Specular reflection has been implemented according to plan, recursively calling the raycasting function with new rays that have been given new directions according to the law of reflection.

A highly reflective sphere on the floor of the Cornell box

Phong shading and lighting has been added as well, presenting somewhat more of a challenge. Barycentric coordinates are computed and used to interpolate normals across triangles. Switching to actually reading and using individual vertex normals (instead of the edges-cross-product surface normal of each triangle) caused the backface culling code to stop working as it relied on the first vertex of each triangle having a normal vector value set to the surface normal vector. This was corrected by adding a new property to our Triangle structure to hold the geometric surface normal which is then used for backface culling.
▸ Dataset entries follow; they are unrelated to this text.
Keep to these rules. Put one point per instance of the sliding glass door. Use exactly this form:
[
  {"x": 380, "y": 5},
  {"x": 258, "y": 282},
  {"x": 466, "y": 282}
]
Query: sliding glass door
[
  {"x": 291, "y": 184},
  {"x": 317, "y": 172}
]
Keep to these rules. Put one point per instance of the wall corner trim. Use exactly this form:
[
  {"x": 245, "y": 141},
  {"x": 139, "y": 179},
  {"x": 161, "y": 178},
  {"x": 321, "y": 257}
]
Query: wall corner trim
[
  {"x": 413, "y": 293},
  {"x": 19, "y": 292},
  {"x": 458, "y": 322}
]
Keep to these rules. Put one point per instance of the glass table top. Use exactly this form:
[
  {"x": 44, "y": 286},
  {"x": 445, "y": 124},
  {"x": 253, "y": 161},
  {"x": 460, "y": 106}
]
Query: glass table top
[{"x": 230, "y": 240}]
The wireframe mode has been enhanced with the ability to draw both vertex and surface normals. In the following picture vertex normals are drawn in yellow and surface normals are drawn in red.

Normals shown in wireframe mode

Some pictures of the stages of Phong implementation:

Before implementing Phong shading and lighting

Phong shading (interpolation of vertex normals)

Phong shading combined with the Phong lighting model. The specular highlights are now controlled by a shininess parameter and are dependent on view angle

Putting it all together. Two lights in this scene!